GCD of a number and one of its divsors I found this assertion in a proof of the number of unique solutions of $ax \equiv b \mod m$ with $\gcd(a,m) \mid b$:
The page is here: http://sites.millersville.edu/bikenaga/number-theory/linear-congruences/linear-congruences.html
Let $d = \gcd(a, m)$
Let $d' = \gcd\left(m, \frac{m}{d}\right)$
Show $d' = \frac{m}{d}$.
Clearly, $d' \leq \frac{m}{d}$
But now I'm stuck.
 A: You can find the proof like the following: $$m = dz \Rightarrow z = \frac{m}{d} \Rightarrow  \gcd\left(m, \frac{dz}{d}\right) = \gcd(m, z) = \gcd(dz, z) = z = \frac{m}{d}.$$
A: Have you tried plugging in some numbers? Sometimes the obscure becomes obvious when you have some specific numbers to deal with. Let's say $a = 70$, $b = 47$, $m = 21$.
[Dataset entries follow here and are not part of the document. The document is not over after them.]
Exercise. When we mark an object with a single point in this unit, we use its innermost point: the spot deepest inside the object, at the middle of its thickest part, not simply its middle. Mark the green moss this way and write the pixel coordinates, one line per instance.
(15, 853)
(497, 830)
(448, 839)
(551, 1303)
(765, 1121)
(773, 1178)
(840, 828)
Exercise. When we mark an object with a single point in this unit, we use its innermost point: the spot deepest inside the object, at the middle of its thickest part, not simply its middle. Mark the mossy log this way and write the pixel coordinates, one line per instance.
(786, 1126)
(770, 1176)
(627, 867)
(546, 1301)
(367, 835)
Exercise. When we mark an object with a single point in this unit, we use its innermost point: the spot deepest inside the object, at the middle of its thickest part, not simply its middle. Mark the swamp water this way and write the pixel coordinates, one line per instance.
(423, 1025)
Then $d = \gcd(70, 21) = 7$ and $$d' = \gcd\left(21, \frac{21}{7}\right) = \gcd(21, 3) = 3.$$
It now seems obvious to me that $d$ is a divisor of $m$ (since it's the greatest common divisor of $a$ and $m$), and therefore $\frac{m}{d}$ is also a divisor of $m$. If $\frac{m}{d} < m$, then $\frac{m}{d}$ is the greatest common divisor of $m$ and itself. And if $\frac{m}{d} = m$ (which is the case if $d = 1$) then the number is trivially its greatest common divisor with itself (unless that number is 0, but that's a whole other can of worms).
Either way, $$d' = \frac{m}{d},$$ as you were asked to show.
A: There are two common (equivalent) definitions of the greatest common divisor.
If you use the literal definition ... $\frac md $ is a divisor in common with $m $ and $\frac md $ and anything greater than $\frac md $ isn't a divisor of $\frac md $.  So $\frac md $ is the greatest common divisor of $m $ and $\frac md$.
The other common definition is that it is a common divisor (same as above) and any other common divisor divides it.  As $\frac md$ is $\frac md $ any divisor of $\frac md$... is a divisor of $\frac md $
A: By the GCD Distributive Law  $\ (m,\frac{m}d) = \frac{m}d (d,1) = \frac{m}d.\,$  Follow the link for four proofs of the law.